Listing 1.2: Aggregating base estimator predictions
import numpy as np
n_estimators, n_samples = len(estimators), Xtst.shape[0]
y_individual = np.zeros((n_samples, n_estimators))
for i, (model, estimator) in enumerate(estimators.items()):
y_individual[:, i] = estimator.predict(Xtst)
y_final = np.mean(y_individual, axis=1)
One way to understand the benefits of ensembling is if we look at all possible combinations of models for predictions. That is, we look at the performance of one model at a time, then all possible ensembles of two models (there are 15 such combinations), then all possible ensembles of three models (there are 20 such combinations) and so on. For ensemble size 1 to 6, we plot the test set performances of all these ensemble combinations.
from itertools import combinations
from sklearn.metrics import r2_score
import matplotlib.pyplot as plt
models = list(estimators.keys())
combo_mean = np.zeros((len(estimators), ))
combo_std = np.zeros((len(estimators), ))
fig = plt.figure();
for n_ensemble in range(len(estimators)):
# Get all possible combinations of models of length n_ensemble
combos = combinations(estimators, n_ensemble + 1)
# Get the average of individual predictions for each combination
averaged_predictions = [np.mean(np.array([y_individual[:, models.index(e)] for e in list(c)]), axis=0) for c in combos]
averaged_r2 = [r2_score(ytst, ypred) for ypred in averaged_predictions]
n_combos = len(averaged_r2)
plt.scatter(np.full((n_combos, ), n_ensemble + 1), averaged_r2, color='steelblue', alpha=0.5)
combo_mean[n_ensemble] = np.mean(averaged_r2)
combo_std[n_ensemble] = np.std(averaged_r2)
if n_ensemble == 0:
for r, name in zip(averaged_r2, estimators):
plt.text(1.1, r, name)
plt.xlabel('Number of Models Ensembled', fontsize=12);
plt.ylabel('Coefficient of Determination, $R^2$', fontsize=12);
fig.tight_layout()
# plt.savefig('./figures/CH01_F08_Kunapuli.png', format='png', dpi=300, bbox_inches='tight');
# plt.savefig('./figures/CH01_F08_Kunapuli.pdf', format='pdf', dpi=300, bbox_inches='tight');
As we aggregate more and more models, we see that the ensembles generalize increasingly better. The most striking result of our experiment, though, is that the performance of the ensemble of all 6 estimators is often (across several runs) better than the performances of each individual estimator.

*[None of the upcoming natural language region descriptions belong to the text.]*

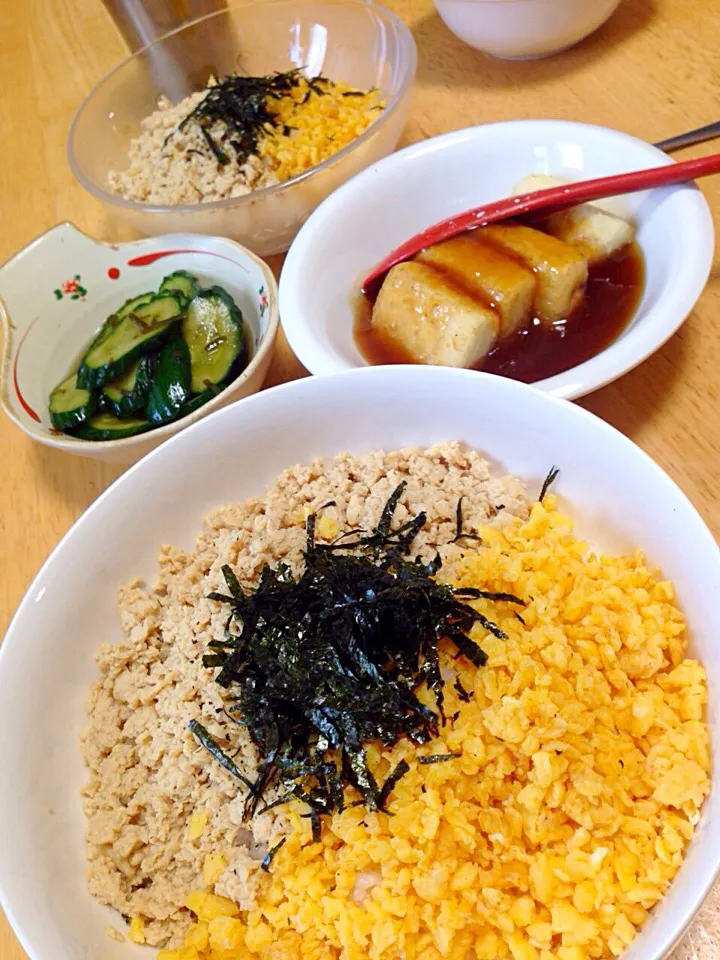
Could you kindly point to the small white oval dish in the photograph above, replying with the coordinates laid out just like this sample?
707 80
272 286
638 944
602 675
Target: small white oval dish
56 292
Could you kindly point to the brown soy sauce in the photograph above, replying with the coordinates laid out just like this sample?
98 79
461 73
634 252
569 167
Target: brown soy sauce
537 351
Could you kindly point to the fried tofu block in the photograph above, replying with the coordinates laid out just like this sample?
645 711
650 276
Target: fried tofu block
501 282
433 321
597 229
561 270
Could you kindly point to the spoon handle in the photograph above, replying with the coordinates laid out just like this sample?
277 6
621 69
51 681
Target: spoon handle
548 200
687 139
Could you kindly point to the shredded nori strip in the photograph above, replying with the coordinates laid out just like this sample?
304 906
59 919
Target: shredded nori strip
318 664
438 757
270 855
244 106
400 770
211 745
548 482
459 535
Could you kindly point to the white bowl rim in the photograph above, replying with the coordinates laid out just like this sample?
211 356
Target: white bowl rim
409 49
408 372
626 352
158 434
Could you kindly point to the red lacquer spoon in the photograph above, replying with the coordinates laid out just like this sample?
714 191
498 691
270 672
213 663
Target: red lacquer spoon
548 200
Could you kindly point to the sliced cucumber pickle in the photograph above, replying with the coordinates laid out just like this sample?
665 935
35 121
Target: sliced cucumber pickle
134 302
213 330
161 356
137 333
128 394
180 282
70 405
170 387
106 426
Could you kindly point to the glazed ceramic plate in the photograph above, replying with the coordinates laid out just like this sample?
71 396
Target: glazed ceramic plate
398 197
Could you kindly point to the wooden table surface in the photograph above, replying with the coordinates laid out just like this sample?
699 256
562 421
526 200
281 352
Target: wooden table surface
653 70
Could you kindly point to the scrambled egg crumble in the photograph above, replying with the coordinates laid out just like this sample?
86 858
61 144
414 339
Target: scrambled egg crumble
315 120
583 765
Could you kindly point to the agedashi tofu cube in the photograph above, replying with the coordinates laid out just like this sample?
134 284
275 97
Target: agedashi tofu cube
561 270
431 320
498 280
596 229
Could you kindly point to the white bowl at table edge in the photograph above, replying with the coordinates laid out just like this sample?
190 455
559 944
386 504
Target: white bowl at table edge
618 496
368 216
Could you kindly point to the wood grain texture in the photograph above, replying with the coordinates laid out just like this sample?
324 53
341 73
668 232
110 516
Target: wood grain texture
653 70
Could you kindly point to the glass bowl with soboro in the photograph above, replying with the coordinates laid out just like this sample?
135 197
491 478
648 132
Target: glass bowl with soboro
240 123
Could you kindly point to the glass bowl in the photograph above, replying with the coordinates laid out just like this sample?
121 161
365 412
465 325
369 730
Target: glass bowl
353 41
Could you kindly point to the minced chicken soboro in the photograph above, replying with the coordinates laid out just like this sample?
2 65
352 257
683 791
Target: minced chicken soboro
169 165
583 764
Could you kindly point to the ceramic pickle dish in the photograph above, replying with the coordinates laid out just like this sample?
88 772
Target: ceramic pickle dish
57 291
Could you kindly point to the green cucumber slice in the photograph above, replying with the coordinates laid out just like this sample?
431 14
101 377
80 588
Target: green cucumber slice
137 333
129 393
70 405
196 401
106 426
213 330
170 387
133 303
180 282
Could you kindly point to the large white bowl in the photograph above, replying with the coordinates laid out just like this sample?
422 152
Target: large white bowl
428 181
619 497
523 29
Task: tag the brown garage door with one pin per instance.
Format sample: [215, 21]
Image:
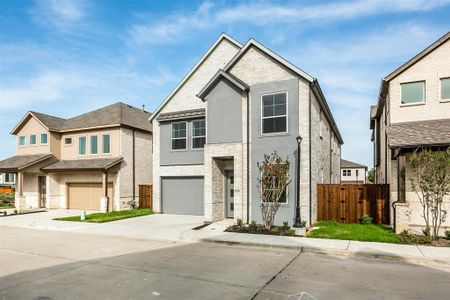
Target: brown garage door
[87, 195]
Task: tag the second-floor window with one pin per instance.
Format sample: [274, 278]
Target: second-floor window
[445, 89]
[198, 134]
[179, 135]
[82, 145]
[22, 140]
[274, 113]
[44, 139]
[106, 143]
[94, 144]
[413, 92]
[32, 139]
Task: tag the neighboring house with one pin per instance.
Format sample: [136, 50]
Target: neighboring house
[7, 180]
[83, 162]
[352, 172]
[238, 103]
[413, 111]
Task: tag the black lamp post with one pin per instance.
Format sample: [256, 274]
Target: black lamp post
[298, 221]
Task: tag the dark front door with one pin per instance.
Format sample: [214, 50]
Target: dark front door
[42, 190]
[229, 194]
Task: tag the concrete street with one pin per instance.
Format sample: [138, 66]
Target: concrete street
[42, 264]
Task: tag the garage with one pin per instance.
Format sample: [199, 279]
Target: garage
[87, 196]
[182, 195]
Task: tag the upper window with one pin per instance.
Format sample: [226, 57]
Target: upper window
[445, 89]
[198, 134]
[22, 140]
[274, 113]
[44, 138]
[32, 139]
[179, 135]
[413, 92]
[106, 143]
[82, 145]
[94, 144]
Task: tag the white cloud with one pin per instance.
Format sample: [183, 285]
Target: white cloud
[174, 27]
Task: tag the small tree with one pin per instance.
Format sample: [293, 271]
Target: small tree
[431, 182]
[272, 183]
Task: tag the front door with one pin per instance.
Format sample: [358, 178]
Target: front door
[42, 191]
[229, 194]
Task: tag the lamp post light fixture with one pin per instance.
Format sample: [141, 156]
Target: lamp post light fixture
[298, 221]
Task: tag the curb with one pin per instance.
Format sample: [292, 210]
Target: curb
[333, 252]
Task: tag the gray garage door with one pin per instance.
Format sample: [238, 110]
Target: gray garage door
[182, 195]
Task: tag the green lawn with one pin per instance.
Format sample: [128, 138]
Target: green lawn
[111, 216]
[356, 232]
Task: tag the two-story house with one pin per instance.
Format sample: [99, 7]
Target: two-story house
[238, 103]
[413, 112]
[352, 173]
[93, 161]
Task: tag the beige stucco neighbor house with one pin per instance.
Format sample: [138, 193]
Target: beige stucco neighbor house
[413, 111]
[352, 173]
[238, 103]
[84, 162]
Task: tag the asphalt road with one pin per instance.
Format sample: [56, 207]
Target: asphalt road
[38, 264]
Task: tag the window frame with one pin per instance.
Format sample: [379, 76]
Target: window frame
[414, 103]
[278, 116]
[442, 100]
[103, 143]
[90, 144]
[200, 136]
[186, 147]
[24, 140]
[79, 145]
[35, 139]
[40, 138]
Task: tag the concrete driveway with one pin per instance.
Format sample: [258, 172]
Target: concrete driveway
[157, 226]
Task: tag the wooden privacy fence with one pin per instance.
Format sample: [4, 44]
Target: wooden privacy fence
[145, 196]
[347, 203]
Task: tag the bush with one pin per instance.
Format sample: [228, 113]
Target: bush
[366, 220]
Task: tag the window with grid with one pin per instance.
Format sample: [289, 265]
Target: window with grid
[274, 113]
[198, 134]
[179, 140]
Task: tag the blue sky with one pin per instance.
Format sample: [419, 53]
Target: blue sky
[68, 57]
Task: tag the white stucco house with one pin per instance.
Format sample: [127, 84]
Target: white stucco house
[239, 102]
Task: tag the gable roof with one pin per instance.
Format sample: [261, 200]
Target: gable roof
[117, 114]
[385, 81]
[220, 75]
[350, 164]
[223, 36]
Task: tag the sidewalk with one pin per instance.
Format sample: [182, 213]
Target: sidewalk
[215, 234]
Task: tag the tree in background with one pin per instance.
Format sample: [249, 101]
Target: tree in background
[431, 182]
[272, 183]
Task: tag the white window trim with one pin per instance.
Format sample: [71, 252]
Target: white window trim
[442, 100]
[90, 149]
[287, 114]
[36, 140]
[40, 139]
[71, 141]
[25, 142]
[415, 103]
[172, 138]
[199, 136]
[105, 153]
[78, 144]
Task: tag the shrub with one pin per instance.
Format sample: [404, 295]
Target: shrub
[366, 220]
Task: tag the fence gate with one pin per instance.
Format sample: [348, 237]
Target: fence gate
[347, 203]
[145, 196]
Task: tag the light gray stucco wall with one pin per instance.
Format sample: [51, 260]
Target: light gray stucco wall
[284, 143]
[178, 157]
[224, 114]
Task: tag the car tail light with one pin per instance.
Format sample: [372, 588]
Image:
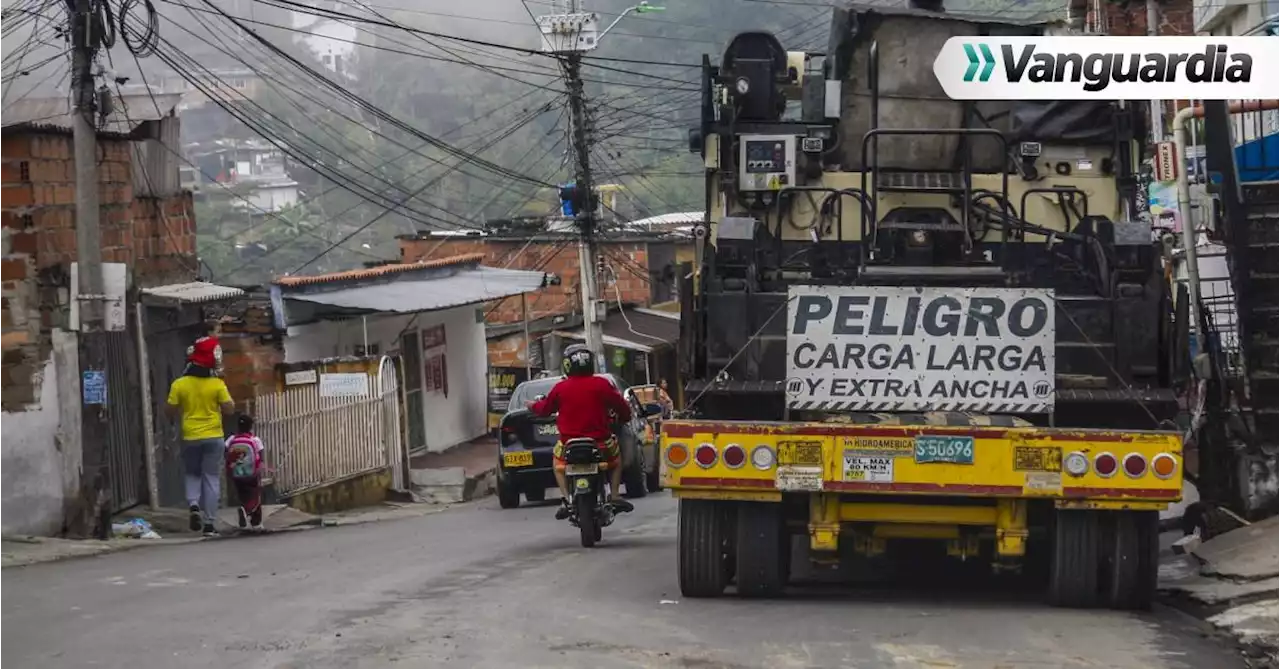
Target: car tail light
[1105, 464]
[1075, 463]
[734, 456]
[677, 454]
[762, 458]
[1164, 466]
[1134, 464]
[705, 456]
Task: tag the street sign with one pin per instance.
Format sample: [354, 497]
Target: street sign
[94, 386]
[1166, 163]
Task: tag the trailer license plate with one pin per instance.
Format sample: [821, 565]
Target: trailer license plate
[799, 479]
[945, 449]
[869, 468]
[808, 453]
[517, 458]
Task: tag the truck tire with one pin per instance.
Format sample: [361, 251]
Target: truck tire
[702, 548]
[759, 550]
[1133, 562]
[1074, 571]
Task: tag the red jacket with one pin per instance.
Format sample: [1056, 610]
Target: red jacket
[583, 403]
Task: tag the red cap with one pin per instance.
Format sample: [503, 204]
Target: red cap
[205, 352]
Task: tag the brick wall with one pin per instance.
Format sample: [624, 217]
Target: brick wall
[37, 243]
[629, 261]
[1129, 19]
[251, 352]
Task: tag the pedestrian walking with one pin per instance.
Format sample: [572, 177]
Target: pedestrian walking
[245, 471]
[200, 397]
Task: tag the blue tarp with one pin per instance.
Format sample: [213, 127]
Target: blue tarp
[1258, 160]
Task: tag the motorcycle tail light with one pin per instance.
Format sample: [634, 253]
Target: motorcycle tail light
[705, 456]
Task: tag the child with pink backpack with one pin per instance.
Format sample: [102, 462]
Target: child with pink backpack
[245, 471]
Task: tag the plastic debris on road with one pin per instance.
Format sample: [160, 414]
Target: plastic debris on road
[135, 528]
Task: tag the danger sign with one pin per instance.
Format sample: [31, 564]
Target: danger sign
[867, 348]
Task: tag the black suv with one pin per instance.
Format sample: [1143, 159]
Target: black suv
[525, 444]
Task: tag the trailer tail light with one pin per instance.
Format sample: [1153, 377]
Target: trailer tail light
[1075, 463]
[762, 458]
[677, 454]
[734, 456]
[1105, 464]
[1134, 464]
[1164, 466]
[705, 456]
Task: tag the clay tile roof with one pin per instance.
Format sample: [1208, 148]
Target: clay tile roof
[469, 259]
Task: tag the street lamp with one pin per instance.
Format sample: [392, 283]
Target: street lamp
[643, 8]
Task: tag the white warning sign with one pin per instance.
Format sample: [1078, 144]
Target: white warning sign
[871, 348]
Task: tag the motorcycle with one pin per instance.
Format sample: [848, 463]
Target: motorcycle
[588, 479]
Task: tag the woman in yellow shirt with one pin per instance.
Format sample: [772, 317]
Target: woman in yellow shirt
[201, 399]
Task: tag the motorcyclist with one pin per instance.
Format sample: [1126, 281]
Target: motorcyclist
[584, 402]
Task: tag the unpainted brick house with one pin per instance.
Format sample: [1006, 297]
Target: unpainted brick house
[146, 224]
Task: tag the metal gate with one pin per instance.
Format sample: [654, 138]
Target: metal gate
[124, 444]
[314, 440]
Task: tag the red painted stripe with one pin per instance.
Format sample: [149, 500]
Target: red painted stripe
[1121, 493]
[707, 481]
[686, 430]
[946, 489]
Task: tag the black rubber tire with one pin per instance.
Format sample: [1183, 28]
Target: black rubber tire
[653, 481]
[700, 548]
[1074, 571]
[508, 498]
[634, 481]
[1134, 560]
[759, 550]
[589, 531]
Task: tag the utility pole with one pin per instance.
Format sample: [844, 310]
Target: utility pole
[88, 255]
[571, 33]
[1157, 106]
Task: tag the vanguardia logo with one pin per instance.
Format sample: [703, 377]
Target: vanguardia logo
[1097, 70]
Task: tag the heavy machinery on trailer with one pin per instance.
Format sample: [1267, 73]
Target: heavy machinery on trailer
[920, 319]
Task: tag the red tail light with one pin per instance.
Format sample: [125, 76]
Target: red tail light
[1105, 464]
[734, 456]
[1134, 464]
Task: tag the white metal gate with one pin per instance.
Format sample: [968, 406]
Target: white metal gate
[314, 440]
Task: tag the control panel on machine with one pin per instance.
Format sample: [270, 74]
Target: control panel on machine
[766, 163]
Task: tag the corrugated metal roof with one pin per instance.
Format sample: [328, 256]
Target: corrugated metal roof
[129, 111]
[383, 270]
[191, 293]
[408, 294]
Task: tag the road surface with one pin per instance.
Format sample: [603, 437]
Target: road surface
[481, 587]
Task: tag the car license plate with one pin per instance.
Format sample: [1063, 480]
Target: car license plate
[945, 449]
[808, 453]
[517, 458]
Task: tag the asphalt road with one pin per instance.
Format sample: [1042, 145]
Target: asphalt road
[480, 587]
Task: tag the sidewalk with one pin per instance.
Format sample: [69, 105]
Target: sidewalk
[461, 473]
[1233, 581]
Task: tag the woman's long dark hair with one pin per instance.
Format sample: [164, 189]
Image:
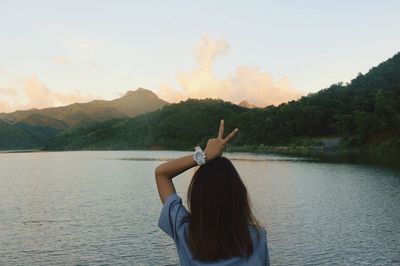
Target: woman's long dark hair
[220, 213]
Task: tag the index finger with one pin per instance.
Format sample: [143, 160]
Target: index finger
[221, 129]
[231, 135]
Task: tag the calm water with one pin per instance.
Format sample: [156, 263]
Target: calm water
[91, 208]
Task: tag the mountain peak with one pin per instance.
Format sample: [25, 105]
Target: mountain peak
[139, 91]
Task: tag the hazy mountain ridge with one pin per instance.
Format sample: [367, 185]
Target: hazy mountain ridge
[33, 128]
[365, 113]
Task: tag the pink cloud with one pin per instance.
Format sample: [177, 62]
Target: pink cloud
[247, 83]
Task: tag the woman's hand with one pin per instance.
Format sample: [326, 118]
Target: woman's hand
[215, 147]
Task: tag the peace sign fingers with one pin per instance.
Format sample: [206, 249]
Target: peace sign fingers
[221, 129]
[230, 136]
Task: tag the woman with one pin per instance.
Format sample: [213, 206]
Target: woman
[220, 228]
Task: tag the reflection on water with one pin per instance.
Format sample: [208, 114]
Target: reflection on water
[102, 208]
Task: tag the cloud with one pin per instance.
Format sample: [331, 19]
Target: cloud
[247, 83]
[32, 93]
[61, 60]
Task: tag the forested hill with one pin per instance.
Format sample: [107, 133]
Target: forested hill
[365, 113]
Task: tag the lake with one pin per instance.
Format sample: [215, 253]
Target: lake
[96, 208]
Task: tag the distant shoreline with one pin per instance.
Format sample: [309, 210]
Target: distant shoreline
[349, 156]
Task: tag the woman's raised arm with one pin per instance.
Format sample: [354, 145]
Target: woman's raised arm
[168, 170]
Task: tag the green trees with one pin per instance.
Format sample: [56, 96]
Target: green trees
[365, 113]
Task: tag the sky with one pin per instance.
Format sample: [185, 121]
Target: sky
[55, 53]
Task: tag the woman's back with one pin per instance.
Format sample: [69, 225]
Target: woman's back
[219, 228]
[174, 223]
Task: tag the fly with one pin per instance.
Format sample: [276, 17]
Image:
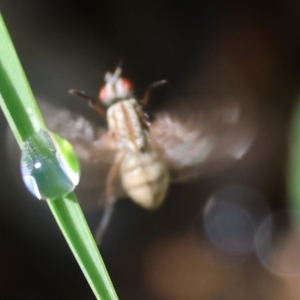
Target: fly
[139, 161]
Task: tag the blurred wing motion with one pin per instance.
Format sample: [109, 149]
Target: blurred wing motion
[202, 141]
[193, 141]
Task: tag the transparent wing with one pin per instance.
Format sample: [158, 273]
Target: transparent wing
[203, 138]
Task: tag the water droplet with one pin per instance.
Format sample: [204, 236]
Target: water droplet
[49, 166]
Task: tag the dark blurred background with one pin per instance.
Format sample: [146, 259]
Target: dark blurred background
[210, 240]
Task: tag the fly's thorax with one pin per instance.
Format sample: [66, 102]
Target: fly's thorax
[126, 121]
[145, 178]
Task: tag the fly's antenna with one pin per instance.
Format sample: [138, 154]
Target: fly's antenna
[96, 105]
[149, 89]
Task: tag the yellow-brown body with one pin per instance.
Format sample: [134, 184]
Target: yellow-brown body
[144, 173]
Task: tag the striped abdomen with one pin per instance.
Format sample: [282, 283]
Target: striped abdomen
[145, 178]
[125, 120]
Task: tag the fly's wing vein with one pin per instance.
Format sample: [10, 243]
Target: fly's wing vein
[203, 141]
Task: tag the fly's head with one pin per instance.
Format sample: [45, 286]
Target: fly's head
[116, 88]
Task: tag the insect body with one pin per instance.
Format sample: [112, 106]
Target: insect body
[146, 157]
[144, 173]
[138, 160]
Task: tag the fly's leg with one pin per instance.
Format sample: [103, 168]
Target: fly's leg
[110, 199]
[152, 86]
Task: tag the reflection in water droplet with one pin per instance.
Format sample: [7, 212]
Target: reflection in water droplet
[277, 244]
[232, 217]
[49, 166]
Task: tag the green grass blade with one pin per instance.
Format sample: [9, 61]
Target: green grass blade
[293, 175]
[25, 120]
[72, 223]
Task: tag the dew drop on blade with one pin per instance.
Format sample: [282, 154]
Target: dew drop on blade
[49, 165]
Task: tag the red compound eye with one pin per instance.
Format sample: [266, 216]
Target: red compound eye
[103, 94]
[127, 85]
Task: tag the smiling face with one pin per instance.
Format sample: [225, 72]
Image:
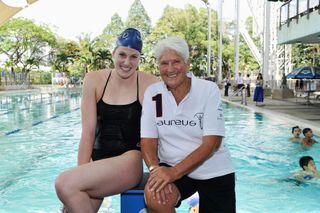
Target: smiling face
[311, 167]
[309, 134]
[173, 69]
[296, 132]
[126, 61]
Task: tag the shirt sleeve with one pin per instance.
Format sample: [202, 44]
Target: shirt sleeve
[213, 122]
[148, 122]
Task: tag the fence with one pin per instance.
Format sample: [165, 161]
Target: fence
[295, 8]
[12, 78]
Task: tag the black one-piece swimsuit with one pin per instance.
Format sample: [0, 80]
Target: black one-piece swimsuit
[117, 129]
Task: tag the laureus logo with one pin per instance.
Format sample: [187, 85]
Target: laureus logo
[199, 115]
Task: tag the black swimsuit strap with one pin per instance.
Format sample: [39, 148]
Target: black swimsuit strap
[105, 86]
[137, 85]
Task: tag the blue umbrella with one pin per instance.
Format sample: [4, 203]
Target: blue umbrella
[305, 73]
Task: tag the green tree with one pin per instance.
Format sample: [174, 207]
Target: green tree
[110, 33]
[138, 18]
[305, 55]
[92, 56]
[25, 44]
[64, 55]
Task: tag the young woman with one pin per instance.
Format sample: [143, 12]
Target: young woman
[109, 158]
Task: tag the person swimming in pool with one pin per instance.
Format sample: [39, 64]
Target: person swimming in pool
[309, 169]
[307, 140]
[296, 131]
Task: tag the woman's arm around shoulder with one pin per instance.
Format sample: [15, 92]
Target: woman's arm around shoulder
[146, 80]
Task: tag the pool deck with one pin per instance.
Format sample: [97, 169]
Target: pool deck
[293, 111]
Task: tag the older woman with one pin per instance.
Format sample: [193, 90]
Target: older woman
[182, 128]
[109, 158]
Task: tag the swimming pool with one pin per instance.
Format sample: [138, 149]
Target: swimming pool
[39, 136]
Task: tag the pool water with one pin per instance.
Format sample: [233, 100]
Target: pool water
[39, 137]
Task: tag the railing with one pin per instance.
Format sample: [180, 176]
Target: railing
[243, 92]
[294, 8]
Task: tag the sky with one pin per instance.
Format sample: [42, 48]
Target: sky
[70, 18]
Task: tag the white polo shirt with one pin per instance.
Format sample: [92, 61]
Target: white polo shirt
[180, 128]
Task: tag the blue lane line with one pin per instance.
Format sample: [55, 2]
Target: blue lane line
[12, 132]
[37, 123]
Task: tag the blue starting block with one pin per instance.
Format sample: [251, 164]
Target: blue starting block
[132, 201]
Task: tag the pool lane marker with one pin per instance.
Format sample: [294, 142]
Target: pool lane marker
[37, 123]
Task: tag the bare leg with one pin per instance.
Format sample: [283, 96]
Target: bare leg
[155, 207]
[78, 187]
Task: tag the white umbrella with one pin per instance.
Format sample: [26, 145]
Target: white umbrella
[6, 11]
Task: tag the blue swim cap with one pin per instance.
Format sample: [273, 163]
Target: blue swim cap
[307, 177]
[131, 38]
[193, 201]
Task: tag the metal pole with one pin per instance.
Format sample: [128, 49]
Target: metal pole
[266, 42]
[236, 41]
[209, 37]
[220, 43]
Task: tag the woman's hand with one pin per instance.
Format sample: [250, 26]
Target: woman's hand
[160, 177]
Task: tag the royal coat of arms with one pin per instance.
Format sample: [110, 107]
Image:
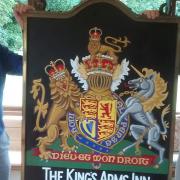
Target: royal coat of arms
[91, 112]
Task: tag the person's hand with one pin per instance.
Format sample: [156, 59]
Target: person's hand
[20, 10]
[151, 14]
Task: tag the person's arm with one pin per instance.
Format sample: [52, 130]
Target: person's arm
[12, 63]
[19, 11]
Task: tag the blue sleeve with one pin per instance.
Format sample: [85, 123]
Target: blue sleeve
[12, 63]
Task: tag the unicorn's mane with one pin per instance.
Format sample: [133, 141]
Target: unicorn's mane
[160, 91]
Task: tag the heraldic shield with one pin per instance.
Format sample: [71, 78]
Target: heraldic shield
[98, 102]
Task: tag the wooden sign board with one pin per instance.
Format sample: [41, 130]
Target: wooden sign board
[99, 94]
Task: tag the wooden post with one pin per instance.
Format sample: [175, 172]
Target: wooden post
[38, 4]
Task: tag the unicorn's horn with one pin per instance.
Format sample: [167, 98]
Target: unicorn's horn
[138, 72]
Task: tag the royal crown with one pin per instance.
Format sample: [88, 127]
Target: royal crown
[101, 64]
[95, 33]
[55, 69]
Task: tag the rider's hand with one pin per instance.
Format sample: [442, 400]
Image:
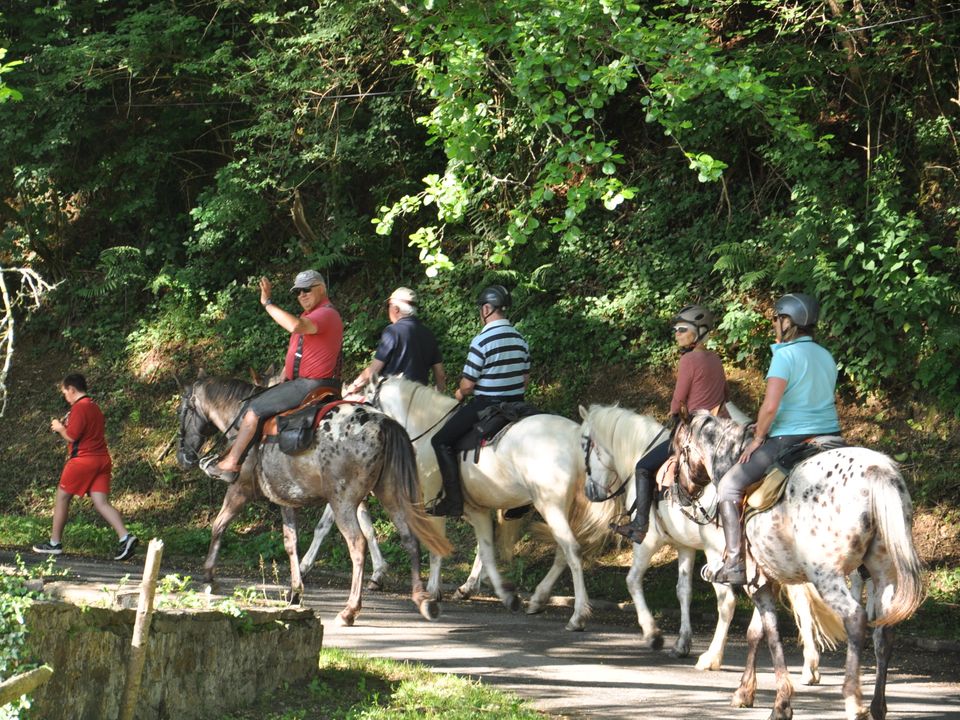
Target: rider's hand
[266, 288]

Finally, what of fit vs. complexity? It is difficult to characterize the complexity of the ensemble, as different types of estimators in our ensemble have different complexities. However, we can characterize the variance of the ensemble.
fig = plt.figure()
plt.fill_between(np.arange(1, len(estimators) + 1),
combo_mean - combo_std, combo_mean + combo_std, color='orange', alpha=0.25, linewidth=0);
plt.plot(np.arange(1, len(estimators) + 1), combo_mean, marker='o', color='orange', markersize=8,
markeredgecolor='k', linewidth=3);
plt.xlabel('Number of Models Ensembled', fontsize=12);
plt.ylabel('Coefficient of Determination, $R^2$', fontsize=12);
# plt.savefig('./figures/CH01_F09_Kunapuli.png', format='png', dpi=300, bbox_inches='tight');
# plt.savefig('./figures/CH01_F09_Kunapuli.pdf', format='pdf', dpi=300, bbox_inches='tight');
As ensemble size increases, the variance of the ensemble decreases! This is a consequence of model aggregation or averaging. We know that averaging “smooths out the rough edges”. The overall ensemble is more robust to mistakes, and unsurprisingly, generalizes better than any single base estimator.